"Lu, kamu enggak berniat berhenti?" tanya perempuan separuh bayu itu tampak cemas memandang punggung perempuan di hadapannya.
"Berhenti apa, Mbak?" sahut Lulu membalikan tubuhnya.
"Berhenti itu, Lu. Profesimu sekarang. Kamu tidak takut dibicarakan tetangga-tetangga kah?"
Raut wajah Lulu seketika berubah. Mungkin marah, kesal, sedih, entahlah. Binka hanya menoleh dan mengusapkan wajahnya ke kaki perempuan itu.
"Maksud mbak profesiku melacurkan diri? Jadi simpanan om-om? Itu Mbak? Yang membuatku menjual tubuhku dan bertransaksi dengan laki-laki hidung belang itu? Atau yang membuatku bisa membiayai hidup dan sekolah adik-adikku? Itu Mbak?"
"Masih banyak pekerjaan lain yang tanpa harus merendahkan dirimu."
"Rendah? Apakah salah jika berarti aku bisa meninggikan derajat adik-adikku? Toh banyak perempuan selain aku yang juga bertransaksi tapi berkedok pacaran ataupun pernikahan. Yang habis dibujuk rayu laki-lakinya, ditiduri, terus ditinggal pergi. Atau atas nama cinta rela dipukuli tunangannya sampai hampir mati. Atau yang ditinggali hutang beratus-ratus juta sama suami pemalas mokondo? Itu yang namanya tidak merendahkan ya, Mbak?

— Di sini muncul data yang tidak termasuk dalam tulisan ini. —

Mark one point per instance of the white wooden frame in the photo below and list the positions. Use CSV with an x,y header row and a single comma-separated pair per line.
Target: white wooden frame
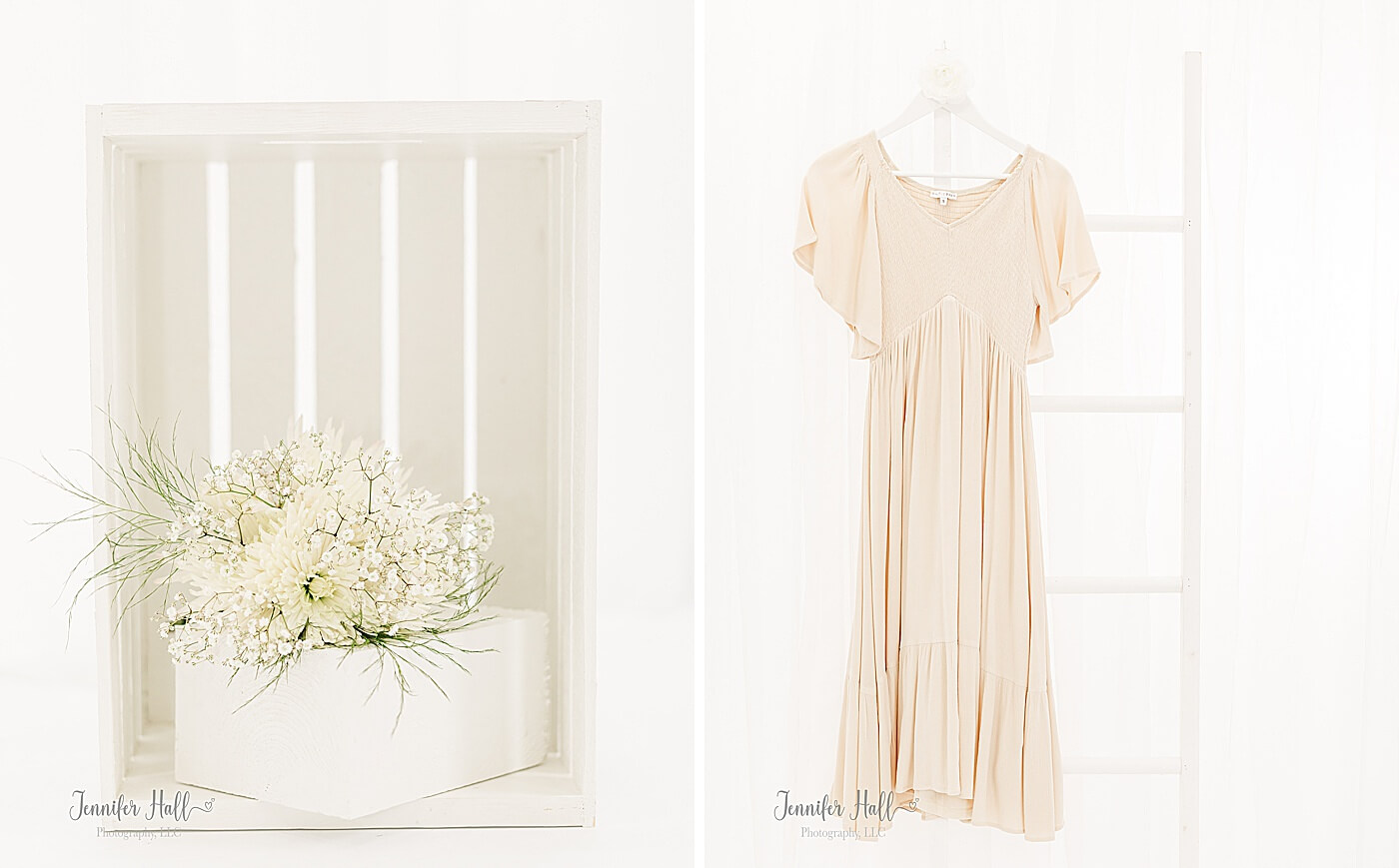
x,y
137,758
1188,406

"Kamu sulit diberitahu ya, Lu."
"Memang, Mbak. Selama ini kalian kemana saja di saat aku kesulitan dan terpuruk? Sudahlah, Mbak. Ini pilihan saya dan saya bahagia. Mbak, lebih baik urus adikmu saja. Dihamili dan ditinggal kabur pacarnya kan?" ucap Lulu beranjak pergi membawa pergi Binka, meninggalkan perempuan separuh baya itu merenggut.